Une réorganisation centrée sur les fonctions support
Le plan annoncé représente une réduction d’environ 3 % des effectifs du groupe, selon une information de presse. La direction a justifié cette réorganisation par des « pertes récurrentes », d’après les éléments rapportés mardi. Le groupe est détenu par LVMH.
Les suppressions de postes visent en priorité les activités commerciales, la régie publicitaire et l’informatique. Le dispositif a été présenté comme un plan de départ, annoncé dans le cadre des réunions des instances représentatives du personnel tenues au sein des deux titres.

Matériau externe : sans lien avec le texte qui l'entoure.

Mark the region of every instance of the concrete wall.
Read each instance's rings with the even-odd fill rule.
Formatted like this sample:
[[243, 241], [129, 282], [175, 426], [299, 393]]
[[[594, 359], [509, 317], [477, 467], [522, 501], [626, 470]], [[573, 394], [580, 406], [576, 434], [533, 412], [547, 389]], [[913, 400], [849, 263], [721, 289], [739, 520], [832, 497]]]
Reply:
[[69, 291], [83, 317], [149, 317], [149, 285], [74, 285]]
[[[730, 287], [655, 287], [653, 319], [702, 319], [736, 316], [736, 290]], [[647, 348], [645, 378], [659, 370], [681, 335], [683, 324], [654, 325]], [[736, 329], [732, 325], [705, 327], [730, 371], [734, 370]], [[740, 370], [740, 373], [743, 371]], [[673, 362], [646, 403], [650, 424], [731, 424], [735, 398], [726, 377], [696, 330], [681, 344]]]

« Le chiffre de 61 postes renvoie à des équivalents temps plein, tandis que le plan a été présenté comme un dispositif de départ. »
La direction promet de limiter les départs contraints
Dans sa communication, la direction a indiqué vouloir « limiter autant que possible les départs contraints ». Cette formulation accompagne l’annonce du plan, sans modifier à ce stade l’objectif affiché de 61 suppressions de postes en équivalents temps plein.
Le périmètre présenté mardi distingue les rédactions des autres services du groupe. Selon les informations rendues publiques, les suppressions annoncées ne portent pas, pour l’heure, sur les équipes éditoriales des Échos et du Parisien.
Un projet présenté en CSE et encore au stade annoncé
Au moment de sa présentation, le plan correspond à un objectif de suppression de postes annoncé par la direction dans le cadre des CSE du 30 juin. Les éléments rendus publics établissent le volume visé, les services concernés et l’exclusion, à ce stade, des rédactions.
La mise en œuvre concrète du dispositif reste liée à la procédure sociale engagée au sein du groupe. Les faits établis portent sur l’annonce du plan, son périmètre et les engagements formulés par la direction sur les départs contraints.